The Christian life is concrete, affirmed Pope Francis in essence, during the Mass he celebrated December 6, 2018, in the chapel of Casa Santa Marta in the Vatican.
In his homily, reported by “Vatican News,” he reflected on the different oppositions stressed in today’s Readings, notably between “saying and doing.” “To say is a way of believing, but very superficial, half-way: I say I’m a Christian but I don’t act like a Christian. To say it simply, it’s a bit like making oneself up as a Christian: only to say it is to make oneself up, to say without doing.”
On the contrary, “Jesus’ proposal is concrete, always concrete. When someone approaches <you> and asks for advice, it’s always for concrete things. The works of mercy are concrete.”
Another opposition: rock and sand. Sand is “a consequence of saying,” it leads to a life “without foundations.” The Lord is the rock, “He is the force. However, very often one who trusts in the Lord doesn’t seem to have success; he is hidden . . . but he is solid. He doesn’t have hope in words, in vanity, in pride, in the ephemeral powers of life,” but in the Lord, stressed the Pontiff.
“The concrete aspect of the Christina life makes us advance and build on that rock which is God, which is Jesus, on the divinity’s solidity — not on appearances or vanity, pride, recommendations . . . no, on the truth.”

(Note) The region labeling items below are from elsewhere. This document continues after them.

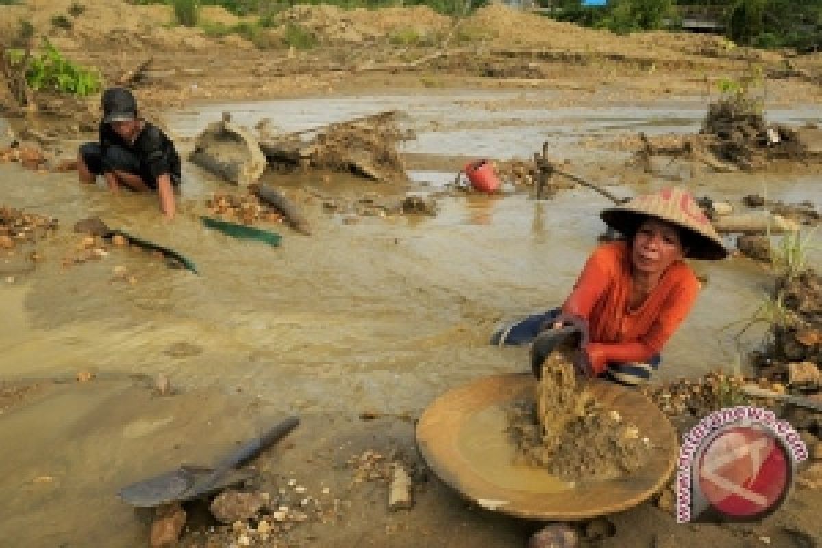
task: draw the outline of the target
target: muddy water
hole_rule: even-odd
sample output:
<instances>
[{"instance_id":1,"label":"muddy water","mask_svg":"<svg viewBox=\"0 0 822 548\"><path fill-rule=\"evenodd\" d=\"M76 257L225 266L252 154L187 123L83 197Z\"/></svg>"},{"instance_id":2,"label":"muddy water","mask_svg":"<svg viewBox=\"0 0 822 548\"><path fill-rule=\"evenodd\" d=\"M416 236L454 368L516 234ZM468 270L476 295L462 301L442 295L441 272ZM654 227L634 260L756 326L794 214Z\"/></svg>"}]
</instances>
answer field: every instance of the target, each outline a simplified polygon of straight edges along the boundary
<instances>
[{"instance_id":1,"label":"muddy water","mask_svg":"<svg viewBox=\"0 0 822 548\"><path fill-rule=\"evenodd\" d=\"M529 493L561 493L574 488L540 467L512 465L515 449L506 435L501 435L507 426L501 405L489 406L466 421L457 444L473 472L491 483Z\"/></svg>"},{"instance_id":2,"label":"muddy water","mask_svg":"<svg viewBox=\"0 0 822 548\"><path fill-rule=\"evenodd\" d=\"M397 106L412 113L409 125L422 128L420 140L409 143L408 150L455 157L527 156L551 135L558 136L557 150L570 156L577 154L573 144L590 132L616 134L643 124L688 127L697 120L695 108L686 103L680 105L682 113L672 114L667 105L626 113L599 108L594 102L595 111L586 118L583 113L552 110L547 94L526 97L533 108L522 107L521 99L465 92L303 99L209 106L169 119L181 135L193 134L227 109L241 123L267 116L284 129L302 129ZM534 110L537 123L520 123ZM499 129L460 129L484 123L489 113L515 122ZM432 120L451 129L437 131ZM546 126L553 133L547 133ZM558 128L567 128L569 135ZM597 158L607 154L603 150ZM586 161L593 155L589 151ZM271 248L233 241L200 225L206 197L227 187L188 164L182 213L173 223L161 219L152 196L113 196L100 187L80 185L73 174L35 174L16 165L0 169L0 203L56 216L64 228L41 245L46 260L33 274L0 286L4 378L73 376L80 370L163 373L185 389L239 391L282 412L298 411L313 421L311 435L323 439L363 435L356 421L363 409L417 415L450 387L527 367L524 349L490 347L488 336L501 319L561 302L603 230L597 213L607 205L584 190L563 192L551 201L524 195L445 198L435 219L363 218L349 225L322 213L316 199L301 194L300 205L315 236L277 227L283 245ZM436 171L418 175L435 186L450 177ZM724 180L719 188L729 195L761 183L772 198L820 200L812 177ZM312 174L282 181L285 187L309 185L330 194L338 182L347 191L402 190L341 176L329 182ZM631 194L662 184L616 190ZM72 225L90 215L178 251L201 274L169 269L150 256L118 249L103 260L62 268L62 257L79 239ZM112 282L115 265L127 266L136 283ZM709 281L666 348L659 373L663 378L730 366L737 347L732 331L722 328L756 308L768 280L764 270L740 260L699 268ZM748 334L743 348L757 336L755 330ZM140 412L139 408L132 411ZM335 418L344 424L332 426ZM400 438L410 440L409 431ZM13 454L4 458L10 469L21 463ZM449 515L442 505L456 503L447 497L431 502L431 515L441 521ZM367 531L367 520L363 523ZM59 520L53 525L64 526ZM122 540L118 546L130 545Z\"/></svg>"}]
</instances>

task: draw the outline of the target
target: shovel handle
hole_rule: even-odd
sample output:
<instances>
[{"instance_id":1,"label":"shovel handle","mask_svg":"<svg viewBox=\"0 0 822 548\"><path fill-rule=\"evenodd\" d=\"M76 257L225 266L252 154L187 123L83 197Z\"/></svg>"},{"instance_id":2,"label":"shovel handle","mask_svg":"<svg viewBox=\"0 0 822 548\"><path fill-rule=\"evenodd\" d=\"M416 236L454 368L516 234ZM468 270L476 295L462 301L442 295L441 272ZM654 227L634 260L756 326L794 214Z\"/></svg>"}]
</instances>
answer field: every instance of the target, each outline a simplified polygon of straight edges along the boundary
<instances>
[{"instance_id":1,"label":"shovel handle","mask_svg":"<svg viewBox=\"0 0 822 548\"><path fill-rule=\"evenodd\" d=\"M215 468L215 472L222 472L242 466L254 458L264 449L284 438L299 423L300 420L298 417L289 417L259 438L255 438L244 444L240 449L224 458Z\"/></svg>"},{"instance_id":2,"label":"shovel handle","mask_svg":"<svg viewBox=\"0 0 822 548\"><path fill-rule=\"evenodd\" d=\"M225 472L247 463L267 446L285 437L289 432L297 427L299 422L300 420L296 417L289 417L259 438L255 438L244 444L240 449L220 461L215 467L214 472L189 487L181 500L192 499L209 492Z\"/></svg>"}]
</instances>

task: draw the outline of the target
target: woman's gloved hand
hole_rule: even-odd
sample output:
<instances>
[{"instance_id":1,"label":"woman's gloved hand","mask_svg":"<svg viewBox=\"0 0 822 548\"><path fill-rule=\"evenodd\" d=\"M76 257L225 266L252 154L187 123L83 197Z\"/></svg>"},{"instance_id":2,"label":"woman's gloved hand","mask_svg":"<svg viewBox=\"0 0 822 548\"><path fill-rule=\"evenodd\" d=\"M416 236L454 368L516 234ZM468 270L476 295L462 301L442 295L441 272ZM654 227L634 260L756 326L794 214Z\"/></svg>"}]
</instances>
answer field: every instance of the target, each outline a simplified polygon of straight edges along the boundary
<instances>
[{"instance_id":1,"label":"woman's gloved hand","mask_svg":"<svg viewBox=\"0 0 822 548\"><path fill-rule=\"evenodd\" d=\"M578 377L593 375L588 355L588 321L575 315L561 315L547 325L531 344L531 371L539 378L543 362L554 350L565 348L573 361Z\"/></svg>"}]
</instances>

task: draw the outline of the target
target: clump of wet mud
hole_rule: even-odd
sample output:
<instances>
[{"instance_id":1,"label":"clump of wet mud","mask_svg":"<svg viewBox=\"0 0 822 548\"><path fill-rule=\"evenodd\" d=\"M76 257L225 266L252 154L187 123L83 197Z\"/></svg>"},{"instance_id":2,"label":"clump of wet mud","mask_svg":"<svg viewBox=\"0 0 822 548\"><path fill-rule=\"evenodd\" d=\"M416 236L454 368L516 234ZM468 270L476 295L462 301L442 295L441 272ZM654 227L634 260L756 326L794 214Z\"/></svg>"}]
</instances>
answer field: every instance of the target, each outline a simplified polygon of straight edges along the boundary
<instances>
[{"instance_id":1,"label":"clump of wet mud","mask_svg":"<svg viewBox=\"0 0 822 548\"><path fill-rule=\"evenodd\" d=\"M636 426L577 385L573 365L561 352L543 364L534 398L516 401L507 411L519 463L543 467L566 481L630 474L652 450Z\"/></svg>"},{"instance_id":2,"label":"clump of wet mud","mask_svg":"<svg viewBox=\"0 0 822 548\"><path fill-rule=\"evenodd\" d=\"M39 383L18 384L8 381L0 382L0 415L8 409L21 403L27 396L36 393L42 388Z\"/></svg>"},{"instance_id":3,"label":"clump of wet mud","mask_svg":"<svg viewBox=\"0 0 822 548\"><path fill-rule=\"evenodd\" d=\"M7 283L32 272L44 260L36 244L53 235L58 221L10 207L0 207L0 252L5 257L0 275Z\"/></svg>"},{"instance_id":4,"label":"clump of wet mud","mask_svg":"<svg viewBox=\"0 0 822 548\"><path fill-rule=\"evenodd\" d=\"M636 161L648 172L653 156L700 162L718 172L760 170L774 160L819 161L822 156L813 143L820 135L815 127L769 123L761 108L741 94L709 104L696 135L650 138L640 133Z\"/></svg>"},{"instance_id":5,"label":"clump of wet mud","mask_svg":"<svg viewBox=\"0 0 822 548\"><path fill-rule=\"evenodd\" d=\"M669 417L699 420L714 411L748 403L748 397L741 391L746 383L741 375L711 371L696 379L677 379L640 389Z\"/></svg>"},{"instance_id":6,"label":"clump of wet mud","mask_svg":"<svg viewBox=\"0 0 822 548\"><path fill-rule=\"evenodd\" d=\"M0 246L13 249L19 242L34 242L58 228L56 219L10 207L0 207Z\"/></svg>"}]
</instances>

Third opposition: the vain and the humble. And the Holy Father quoted the Magnificat: ”The Lord raises the humble, who are in the concreteness of the every day, and brings down the arrogant, those who build their life on vanity, pride . . . they don’t last.
By way of conclusion, Pope Francis invited to an examination of conscience. “Am I a Christian that says or does?” “Do I build my life on the rock of God or on the sand of worldliness, of vanity?” “Am I humble . . . without pride, to serve the Lord?”